Error embedding file data with a macro

I've written a Swift macro to substitute the contents of a file into a string. However, I get the following error:

Failed to read file at path: .../main.swift, error: Error Domain=NSCocoaErrorDomain Code=257 "The file “main.swift” couldn’t be opened because you don’t have permission to view it." UserInfo={NSFilePath=.../main.swift, NSURL=file://.../main.swift, NSUnderlyingError=0x600002d5d5f0 {Error Domain=NSPOSIXErrorDomain Code=1 "Operation not permitted"}} (from macro 'stringify')

It's reading its own file, so how am I getting a permission error? It doesn't work reading other files in the same directory, either, that I ought to have permissions to read.

Second, how do you usually embed files into an executable? (A CLI and Swift package where filesystem access may not be available, so an app package/bundle is not an option, unless there's some way bundles support embedding in compiled executables.)

Macros are run in a sandbox which limits filesystem access, for a variety of reasons.

You could consider using a C target in your package, and utilizing the newish #embed directive.

Is there somewhere I can get more information on the sandbox? The API provides the filesystem symbols as well as full filenames, so that's something I'd expect to have access to.
Also usually if there's limited filesystem access, this is distinctly noted, e.g. MEVideoDecoder | Apple Developer Documentation

You have to scroll down a little, but here is the quote (emphases mine):

Worth noting that macro expansion file system access works on Linux (on some distros; use at your own risk, but you really shouldn't).

1 Like

Yes, you absolutely shouldn't. Macros must not have side-effects, including I/O access. The build system makes an assumption that for the same set of inputs macros always provide exactly the same output. I/O is not a designated input for a macro, as it isn't deterministic and there's no way for the build system to know which exact file a macro is reading.

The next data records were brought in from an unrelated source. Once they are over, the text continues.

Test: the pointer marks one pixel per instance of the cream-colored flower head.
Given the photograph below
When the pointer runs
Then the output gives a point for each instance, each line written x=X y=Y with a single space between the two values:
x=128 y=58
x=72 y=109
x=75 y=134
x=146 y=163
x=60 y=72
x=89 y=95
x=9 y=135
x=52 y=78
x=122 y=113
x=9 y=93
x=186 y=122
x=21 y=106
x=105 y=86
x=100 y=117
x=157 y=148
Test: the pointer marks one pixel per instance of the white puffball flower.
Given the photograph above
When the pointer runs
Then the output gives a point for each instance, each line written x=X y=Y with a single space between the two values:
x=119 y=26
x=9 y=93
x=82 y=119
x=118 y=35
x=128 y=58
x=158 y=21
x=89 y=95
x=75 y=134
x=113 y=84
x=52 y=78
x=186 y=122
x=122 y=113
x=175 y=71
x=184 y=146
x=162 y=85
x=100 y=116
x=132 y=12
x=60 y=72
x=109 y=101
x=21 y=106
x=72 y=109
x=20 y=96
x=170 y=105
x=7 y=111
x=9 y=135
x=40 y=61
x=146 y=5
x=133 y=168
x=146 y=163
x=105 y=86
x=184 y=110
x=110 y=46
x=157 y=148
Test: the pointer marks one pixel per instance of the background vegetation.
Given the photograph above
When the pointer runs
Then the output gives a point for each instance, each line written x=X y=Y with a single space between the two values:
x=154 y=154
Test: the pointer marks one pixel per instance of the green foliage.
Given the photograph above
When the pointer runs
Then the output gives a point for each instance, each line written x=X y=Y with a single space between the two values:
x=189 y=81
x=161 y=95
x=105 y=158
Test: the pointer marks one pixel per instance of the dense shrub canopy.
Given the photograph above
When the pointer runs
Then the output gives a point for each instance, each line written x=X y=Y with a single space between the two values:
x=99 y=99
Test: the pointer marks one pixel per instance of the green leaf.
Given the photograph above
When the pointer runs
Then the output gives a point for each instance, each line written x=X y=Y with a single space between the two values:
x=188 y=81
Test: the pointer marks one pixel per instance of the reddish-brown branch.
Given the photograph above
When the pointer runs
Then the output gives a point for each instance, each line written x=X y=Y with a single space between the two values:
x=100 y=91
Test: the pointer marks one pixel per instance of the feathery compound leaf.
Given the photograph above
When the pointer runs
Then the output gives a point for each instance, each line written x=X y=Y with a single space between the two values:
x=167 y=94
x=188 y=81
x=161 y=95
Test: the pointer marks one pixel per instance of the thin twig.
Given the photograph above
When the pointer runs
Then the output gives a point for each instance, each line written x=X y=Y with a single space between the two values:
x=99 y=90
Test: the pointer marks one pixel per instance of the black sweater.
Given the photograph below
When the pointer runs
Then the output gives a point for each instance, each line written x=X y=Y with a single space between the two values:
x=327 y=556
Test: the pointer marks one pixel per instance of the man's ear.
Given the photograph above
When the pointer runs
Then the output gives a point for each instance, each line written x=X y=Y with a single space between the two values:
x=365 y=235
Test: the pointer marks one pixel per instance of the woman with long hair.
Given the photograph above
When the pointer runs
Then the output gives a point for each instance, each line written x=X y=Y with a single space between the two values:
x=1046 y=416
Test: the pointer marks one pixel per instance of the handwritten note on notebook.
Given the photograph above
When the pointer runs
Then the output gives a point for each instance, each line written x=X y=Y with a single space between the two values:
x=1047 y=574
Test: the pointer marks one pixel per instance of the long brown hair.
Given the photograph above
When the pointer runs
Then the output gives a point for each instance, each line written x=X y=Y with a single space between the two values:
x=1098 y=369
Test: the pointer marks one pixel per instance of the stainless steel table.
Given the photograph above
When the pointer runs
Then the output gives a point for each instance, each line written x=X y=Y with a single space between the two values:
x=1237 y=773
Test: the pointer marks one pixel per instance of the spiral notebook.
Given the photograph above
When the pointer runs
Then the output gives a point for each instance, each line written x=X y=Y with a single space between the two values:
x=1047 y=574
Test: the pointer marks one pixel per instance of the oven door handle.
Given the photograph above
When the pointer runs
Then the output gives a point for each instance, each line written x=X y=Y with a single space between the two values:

There are some solutions to this at a prototyping stage that would enforce macro virtualization on all platforms, e.g. [Macros] Add support for wasm macros by kabiroberai · Pull Request #73031 · swiftlang/swift · GitHub and it was mentioned in the corresponding vision for Swift evolution. In this case, macros would consistently not have access to any I/O on all platforms.

1 Like

Why ought it be the case that macros not have side effects? Or I/O more specifically, I don’t see how reading from the filesystem is a problem, as it’s obviously necessary for the compile step. That is, why does C get to have macros with filesystem read access but not Swift?

And granting that macros don’t get filesystem access, is there a way I can build a Swift-compatible object file from some source data, bypassing the Swift compiler and going directly to an LLVM frontend?

I also face the same problem but cant get any relible solution.

That was explained in my original message: source code placed on the file system is tracked by the build system, as source code file paths are known to the build system. Arbitrary side effects within Swift macros are opaque and unknown to the build system, breaking determinism and assumptions built on top of that determinism.

For the same reason that C gets to have unrestricted memory access and data races, but Swift does not thanks to its memory safety and strict concurrency. In the same way, macros in Swift are supposed to be free from side effects (partially enforced only on some platforms for now) to prevent build system errors and incorrect incremental builds.

You could embed data from a module written in C or C++, but do that at your own risk as Swift build system would have no way to ensure correctness of the build.

2 Likes

It's also a potential security risk if macros have unfettered access to the file system of the build machine, where some third-party dependency could read arbitrary files and embed their contents into a binary that gets shipped somewhere.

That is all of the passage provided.